Il pacchetto Omnibus infatti prevede un’ampia serie di modifiche alla due diligence, alla rendicontazione di sostenibilità, alla tassonomia delle attività economiche eco-compatibili e al meccanismo di adeguamento della CO2 alle frontiere (Cbam). Tra le principali, c’è una netta riduzione del numero delle aziende tenute a pubblicare il reporting di sostenibilità: spostando la soglia dai 250 ai mille dipendenti, resterebbe fuori circa l’80% della platea iniziale. Ma in realtà c’è la possibilità che il taglio sia ancora più netto, visto che in Parlamento c’è chi chiede di limitarsi alle aziende con oltre 3mila dipendenti.

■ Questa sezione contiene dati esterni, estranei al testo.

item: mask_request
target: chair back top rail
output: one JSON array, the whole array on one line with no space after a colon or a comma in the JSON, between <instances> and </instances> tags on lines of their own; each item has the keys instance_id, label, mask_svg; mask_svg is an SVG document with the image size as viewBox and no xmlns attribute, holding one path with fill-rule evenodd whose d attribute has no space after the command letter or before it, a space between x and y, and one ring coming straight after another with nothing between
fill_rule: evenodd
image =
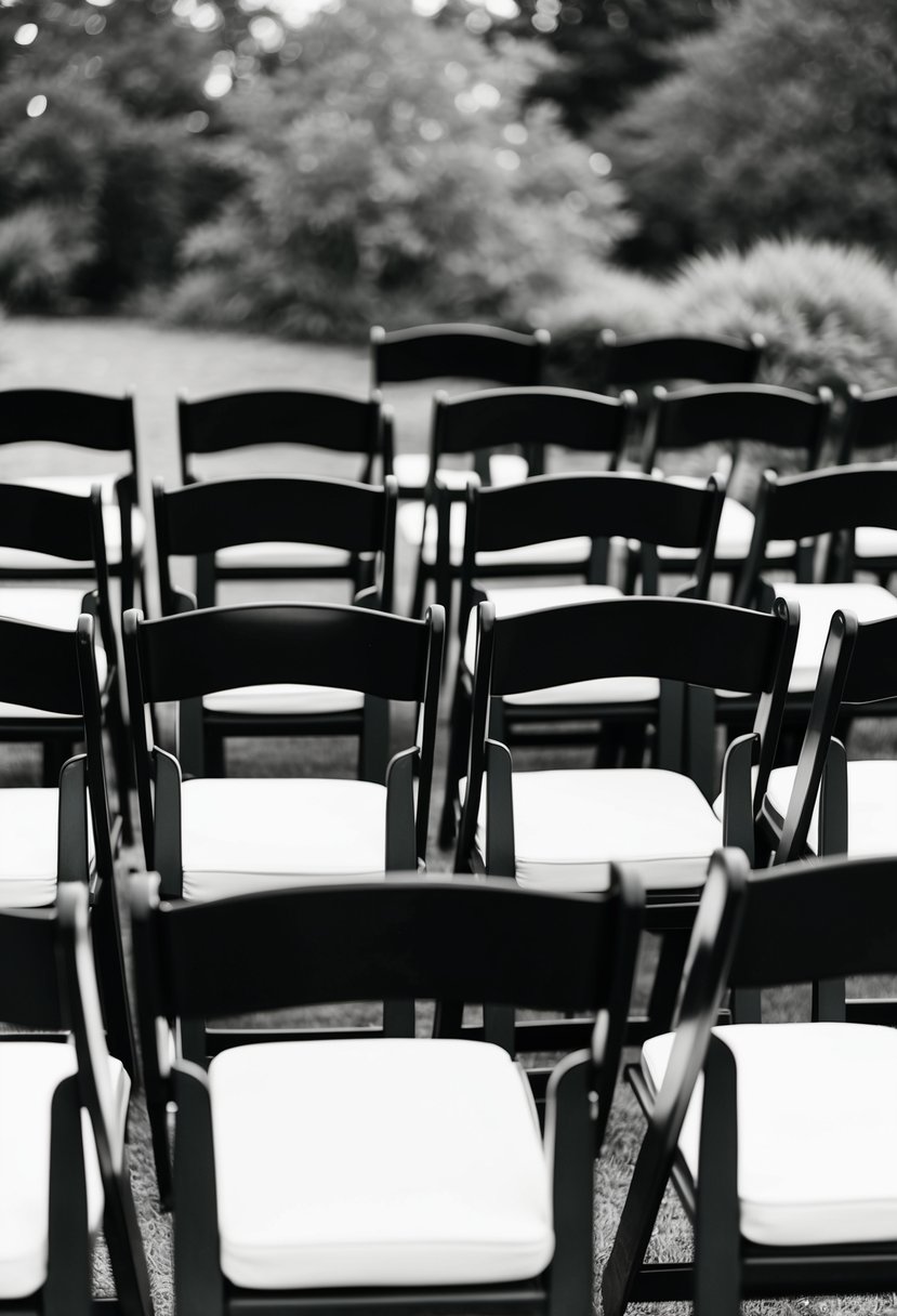
<instances>
[{"instance_id":1,"label":"chair back top rail","mask_svg":"<svg viewBox=\"0 0 897 1316\"><path fill-rule=\"evenodd\" d=\"M634 472L538 475L521 484L468 491L471 551L492 553L573 536L622 536L677 549L715 540L721 480L705 488Z\"/></svg>"},{"instance_id":2,"label":"chair back top rail","mask_svg":"<svg viewBox=\"0 0 897 1316\"><path fill-rule=\"evenodd\" d=\"M445 625L441 608L424 621L346 604L242 604L153 621L132 608L124 621L129 695L170 703L301 682L420 700L437 622Z\"/></svg>"},{"instance_id":3,"label":"chair back top rail","mask_svg":"<svg viewBox=\"0 0 897 1316\"><path fill-rule=\"evenodd\" d=\"M371 329L374 387L417 379L488 379L538 384L550 338L545 329L517 333L491 325L420 325Z\"/></svg>"},{"instance_id":4,"label":"chair back top rail","mask_svg":"<svg viewBox=\"0 0 897 1316\"><path fill-rule=\"evenodd\" d=\"M133 399L64 388L0 390L0 443L38 441L135 458Z\"/></svg>"},{"instance_id":5,"label":"chair back top rail","mask_svg":"<svg viewBox=\"0 0 897 1316\"><path fill-rule=\"evenodd\" d=\"M137 879L132 903L163 970L142 980L164 984L167 1016L384 998L594 1011L642 903L629 876L587 898L389 874L201 904L159 904L157 883Z\"/></svg>"},{"instance_id":6,"label":"chair back top rail","mask_svg":"<svg viewBox=\"0 0 897 1316\"><path fill-rule=\"evenodd\" d=\"M347 553L384 546L397 486L301 475L203 480L164 491L154 484L163 557L196 557L237 544L320 544Z\"/></svg>"},{"instance_id":7,"label":"chair back top rail","mask_svg":"<svg viewBox=\"0 0 897 1316\"><path fill-rule=\"evenodd\" d=\"M752 383L765 342L709 334L618 338L598 337L598 387L635 387L663 379L700 379L706 384Z\"/></svg>"},{"instance_id":8,"label":"chair back top rail","mask_svg":"<svg viewBox=\"0 0 897 1316\"><path fill-rule=\"evenodd\" d=\"M473 453L484 447L546 446L618 457L626 442L635 397L604 397L576 388L533 386L488 388L434 399L435 453Z\"/></svg>"}]
</instances>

E se la Commissione non sembrava intenzionata a modificare l’ambito di applicazione della direttiva sulla due diligence, a leggere la posizione del Consiglio dell’Unione europea si scopre che l’obiettivo è rivolgerla solo alle aziende con più di 5mila dipendenti. Solo dunque quelle più grandi, che sono poco meno di mille. Il pacchetto Omnibus, inoltre, alleggerisce i piani di transizione climatica richiesti alle aziende. E, in generale, limita di molto la quantità e qualità di informazioni che i grandi gruppi possono chiedere agli attori più piccoli delle loro catene del valore. Non è un “liberi tutti”, ma quasi.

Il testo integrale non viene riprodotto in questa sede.